仮歌シンガーが特定の作曲者と仕事をするようになると時々無茶振りをされることがあります。

作曲者側が原因の場合もありますが、作曲者も依頼を受けて曲を作る側です。実は無茶振りされているのは同じだったりします。

作曲者も別に悪意があって「困らせてやろう」と依頼をしているわけではないので極力答えられると喜ばれます。

今回は私の体験談でちょっと困ってしまったものをいくつか紹介いたします。

納期2時間以内!?

いつもはお仕事依頼がLINEでくるのですが、電話がかかってきました。

「今から送るデータ、今日中に歌ってもらえる?」

夜の10時くらいでした。日付が変わるまで2時間くらいしかありません。しかも少しは防音しているとはいえ、夜はさすがにうるさいので家では歌いません。

しかし、どうしても急ぎの案件だったらしく請けることにしました。
ただし、録音環境は車の中という条件付きで。

まずは家で曲と歌詞をダウンロードしつつ曲を聞きます。全体を覚える時間はないので、サビだけリピートしながら録音の準備をしました。

パソコン、インターフェース、マイクを持って車に乗り誰もいない海岸の駐車場へ。

パソコンの充電が切れれば作業終了ですが、どちらにしろそこまでの時間がありません。

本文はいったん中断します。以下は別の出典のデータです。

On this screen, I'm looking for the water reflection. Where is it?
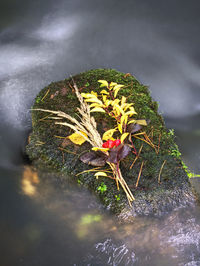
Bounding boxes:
[0,0,200,266]
[2,168,196,266]
[21,166,40,196]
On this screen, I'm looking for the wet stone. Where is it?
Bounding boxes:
[26,69,195,222]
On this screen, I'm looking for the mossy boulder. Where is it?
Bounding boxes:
[26,69,193,220]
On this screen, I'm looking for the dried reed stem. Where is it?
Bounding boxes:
[158,160,166,184]
[135,161,144,187]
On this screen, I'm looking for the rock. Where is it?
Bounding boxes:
[26,69,194,222]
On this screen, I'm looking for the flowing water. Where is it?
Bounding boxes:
[0,0,200,266]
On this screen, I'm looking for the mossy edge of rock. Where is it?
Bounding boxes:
[26,69,193,221]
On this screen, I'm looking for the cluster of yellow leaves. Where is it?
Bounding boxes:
[81,80,147,147]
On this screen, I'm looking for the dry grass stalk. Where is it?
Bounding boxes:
[130,144,143,169]
[135,161,144,187]
[41,89,50,102]
[33,81,135,206]
[158,160,166,184]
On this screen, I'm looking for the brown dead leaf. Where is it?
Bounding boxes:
[124,73,132,78]
[50,91,59,99]
[61,138,72,148]
[60,87,68,96]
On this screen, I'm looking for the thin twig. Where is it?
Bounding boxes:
[41,89,50,102]
[130,144,143,169]
[58,147,77,155]
[158,160,166,184]
[156,133,161,154]
[135,161,144,187]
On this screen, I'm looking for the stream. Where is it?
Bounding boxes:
[0,0,200,266]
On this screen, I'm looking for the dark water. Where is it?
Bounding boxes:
[0,0,200,266]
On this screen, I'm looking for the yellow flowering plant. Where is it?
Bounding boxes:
[34,80,151,206]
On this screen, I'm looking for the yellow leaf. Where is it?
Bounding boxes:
[121,115,128,125]
[102,128,116,140]
[136,119,147,126]
[94,172,107,179]
[85,98,103,105]
[123,103,134,111]
[128,119,136,124]
[113,85,124,97]
[90,107,105,113]
[68,131,87,145]
[102,95,107,103]
[120,132,129,142]
[100,90,109,95]
[125,110,137,116]
[92,147,109,151]
[105,100,111,107]
[110,82,117,87]
[113,104,124,115]
[91,91,98,97]
[98,80,108,88]
[118,124,122,134]
[90,103,101,108]
[111,99,120,106]
[121,96,126,106]
[81,93,97,98]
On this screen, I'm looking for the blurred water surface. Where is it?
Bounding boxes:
[0,0,200,266]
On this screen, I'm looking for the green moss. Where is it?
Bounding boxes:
[27,69,192,218]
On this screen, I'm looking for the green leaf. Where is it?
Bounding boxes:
[120,132,130,142]
[90,107,105,113]
[68,131,87,145]
[98,80,108,88]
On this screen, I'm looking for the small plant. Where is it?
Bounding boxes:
[115,195,120,201]
[181,161,200,178]
[170,145,181,158]
[34,80,160,206]
[35,96,42,103]
[97,182,107,194]
[168,129,174,136]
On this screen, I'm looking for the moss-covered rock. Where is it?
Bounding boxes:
[26,69,193,220]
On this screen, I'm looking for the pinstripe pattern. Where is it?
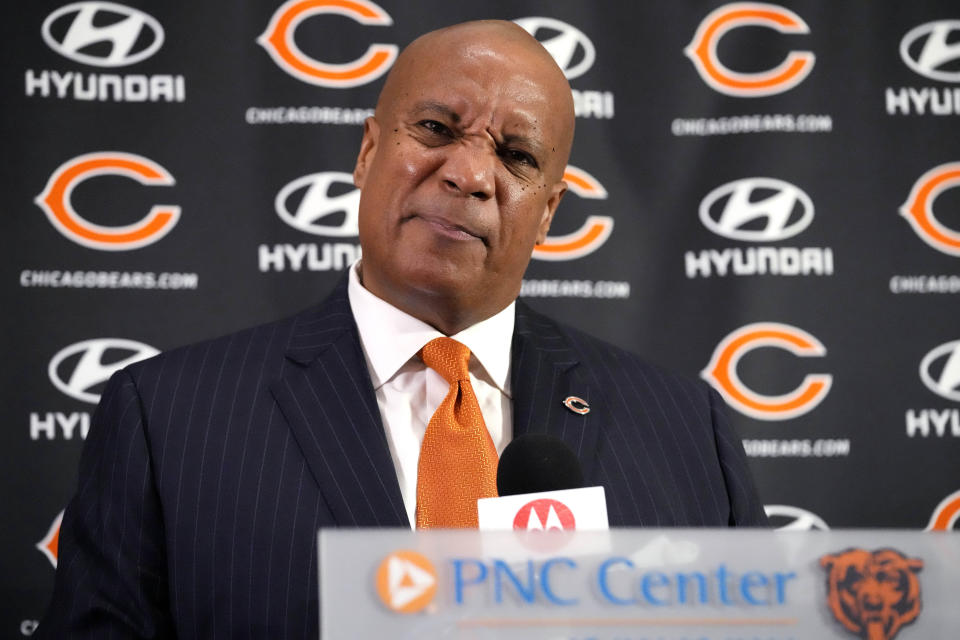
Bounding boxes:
[36,279,764,639]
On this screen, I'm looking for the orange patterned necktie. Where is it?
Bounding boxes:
[417,338,497,529]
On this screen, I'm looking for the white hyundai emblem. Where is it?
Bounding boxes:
[47,338,160,404]
[274,171,360,238]
[700,177,813,242]
[900,20,960,82]
[40,1,163,67]
[920,340,960,402]
[514,17,597,80]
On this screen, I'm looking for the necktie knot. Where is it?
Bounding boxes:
[420,337,470,384]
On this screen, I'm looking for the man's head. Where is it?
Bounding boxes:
[353,21,573,335]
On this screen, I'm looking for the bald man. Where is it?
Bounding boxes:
[38,21,765,639]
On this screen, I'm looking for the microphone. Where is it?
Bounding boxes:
[477,434,609,531]
[497,433,583,497]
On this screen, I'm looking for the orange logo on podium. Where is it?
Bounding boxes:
[820,549,923,640]
[377,551,437,613]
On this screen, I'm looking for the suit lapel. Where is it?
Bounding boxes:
[270,278,409,527]
[510,301,605,484]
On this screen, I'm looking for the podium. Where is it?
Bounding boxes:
[318,529,960,640]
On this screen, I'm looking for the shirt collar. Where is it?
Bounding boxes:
[347,261,516,397]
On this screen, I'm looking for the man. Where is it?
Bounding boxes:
[38,22,764,638]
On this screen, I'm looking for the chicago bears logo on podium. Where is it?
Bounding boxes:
[820,549,923,640]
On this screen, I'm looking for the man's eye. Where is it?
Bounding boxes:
[417,120,451,136]
[500,149,539,169]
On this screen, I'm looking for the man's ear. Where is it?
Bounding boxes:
[353,116,380,189]
[537,180,567,244]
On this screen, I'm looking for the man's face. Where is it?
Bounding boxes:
[354,31,571,331]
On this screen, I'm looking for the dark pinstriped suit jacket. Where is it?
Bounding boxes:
[38,279,765,640]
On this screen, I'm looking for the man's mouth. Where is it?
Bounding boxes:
[411,213,487,244]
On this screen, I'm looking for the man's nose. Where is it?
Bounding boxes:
[440,141,497,200]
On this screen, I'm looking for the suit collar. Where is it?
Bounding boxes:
[512,301,606,483]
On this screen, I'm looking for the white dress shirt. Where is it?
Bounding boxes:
[347,262,515,527]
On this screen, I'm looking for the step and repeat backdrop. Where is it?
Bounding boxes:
[0,0,960,637]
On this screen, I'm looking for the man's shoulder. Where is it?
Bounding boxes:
[127,279,352,378]
[517,303,710,401]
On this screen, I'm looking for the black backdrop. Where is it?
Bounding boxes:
[0,0,960,637]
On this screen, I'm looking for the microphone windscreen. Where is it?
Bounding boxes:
[497,434,583,497]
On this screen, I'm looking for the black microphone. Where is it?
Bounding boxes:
[497,433,583,497]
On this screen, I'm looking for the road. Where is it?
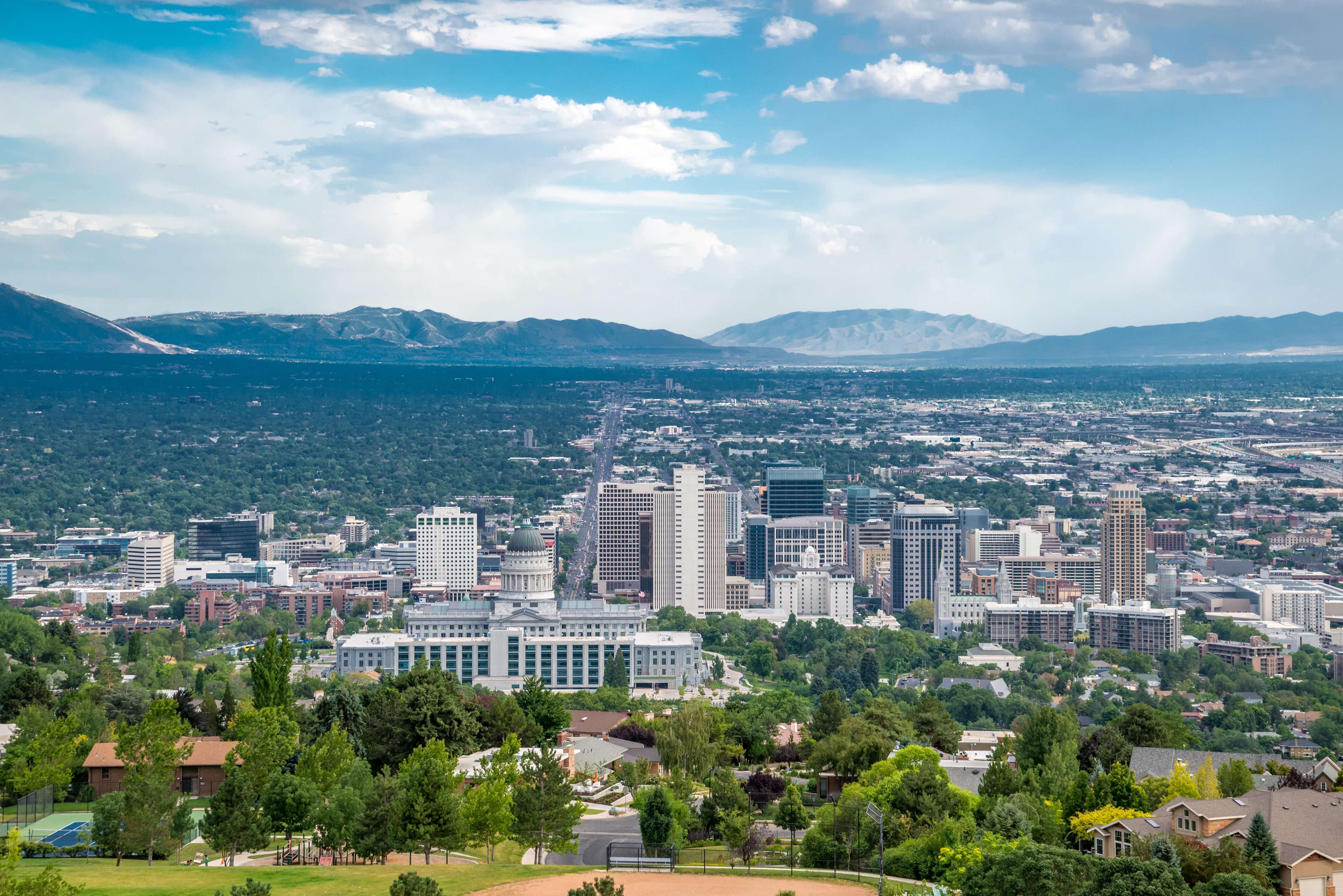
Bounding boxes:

1時間弱で録り終えました。

歌詞を足して欲しい

作詞経験者だとこの手の依頼はよくありますが、実は非常に請けたくない依頼です。

仮歌についている詩は仮詩であることが多く、あまりいい出来のものがついていることはありません。雰囲気が出ていればオーケーという感じ。

あまり丁寧な詩を求められることはないので、付け足す歌詞も雰囲気さえ崩さなければいいのですが、ここで詩を書く者としてのプライドみたいなものが出てきてしまいます。

意味がつながらないとか、最後の展開で盛り上げたいとか、前の歌詞直したいとか…

場合によっては人の歌詞の続きを書くのは新規で書くよりも難しかったりもします。

カールおじさんのつもりで

〇〇っぽくとか、具体的なイメージを伝えてくれるのはわかりやすくてありがたい指示です。表現できればですけど。

カールおじさんぽくという指示を受けたのですが、どう頑張っても私の声はカールおじさんになりませんでした。
カールのCMをYouTubeで探し、繰り返し聞きこみます。声はどうやっても似ませんが、なんとか雰囲気だけは東北で農業を営んでいるおじさんに近づけたような気がしたので録音開始。

当時の音源が残っていないので確認できませんが、採用もされたようですし希望には添えたのではないかと思います。

まとめ

おそらく私よりももっと無茶振りをされているシンガーさんは大勢いると思います。作曲者側も色々と都合がありますからね。

可能な限りは依頼された仕事は全部請けてみてください。【この人は頼れる!】と思ってもらえれば定期的に同じ作曲者からの依頼がくるようになりますし、なにもいつも無理難題ばかりふっかけられるわけではありません。

仕事がもらえるばかりではなく、作曲者など、音楽業界関係者と密に繋がりを持てるようになれば、思いがけないチャンスに恵まれることもあるかもしれませんよ。